In a study published in the latest issue of of Vertebrata PalAsiatic 2012(1), Dr. DENG Tao, Institute of Vertebrate Paleontology and Paleoanthropology (IVPP), Chinese Academy of Sciences in Beijing, reported a skull of Hipparion (Proboscidipparion) sinense from the Longdan locality in Dongxiang, Gansu Province, northwestern China. The previously known material of this species in the Early Pleistocene Longdan fauna was only a Metacarpal III. This find not only confirms the specific identification of Hipparion in this fauna, but also increases the understanding of the cranial and dental characters of this species.
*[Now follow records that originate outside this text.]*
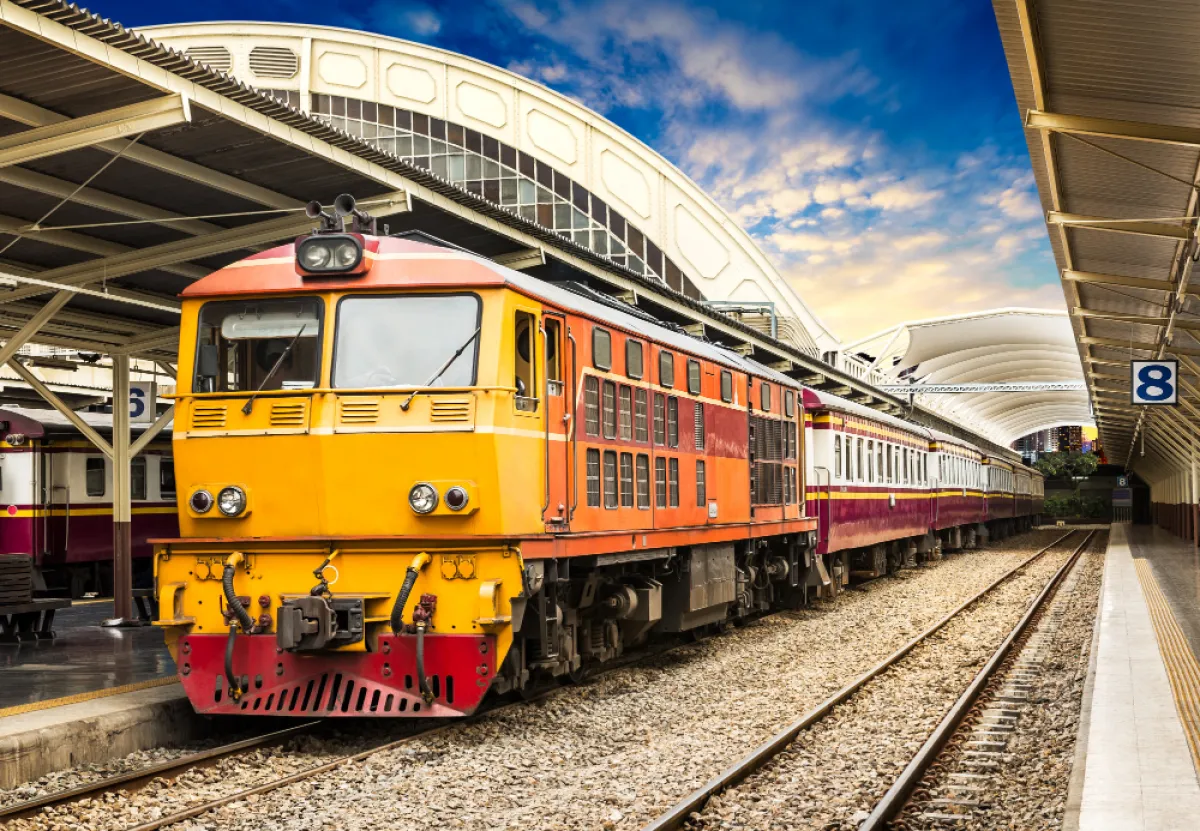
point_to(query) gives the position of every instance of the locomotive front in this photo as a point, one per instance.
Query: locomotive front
(348, 425)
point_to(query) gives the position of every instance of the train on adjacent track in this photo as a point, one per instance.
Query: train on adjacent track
(57, 500)
(409, 476)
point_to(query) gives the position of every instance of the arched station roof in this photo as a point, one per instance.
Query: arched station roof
(519, 144)
(997, 346)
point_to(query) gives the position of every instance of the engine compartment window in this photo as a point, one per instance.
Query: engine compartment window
(406, 341)
(263, 344)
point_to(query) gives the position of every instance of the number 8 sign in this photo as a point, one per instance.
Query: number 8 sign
(1155, 382)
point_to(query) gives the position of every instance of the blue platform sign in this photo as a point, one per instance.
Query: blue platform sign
(1155, 382)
Proboscidipparion is a derived, large- to giant-sized form of the three-toed horse with a special muzzle structure, and its nasal notch reaches deeply above the middle part of the cheek tooth row. Their distribution was limited to northern China, but recent studies expanded its distribution as far as to England.
The new specimen was unearthed from the lower part of the Early Pleistocene Wucheng Loess at Shitougu of Nalesi Town, Dongxiang County, Gansu Province. It is a juvenile male individual with an erupted large-sized canine. Its age is approximately 2.5 years determined by the eruption of its cheek teeth.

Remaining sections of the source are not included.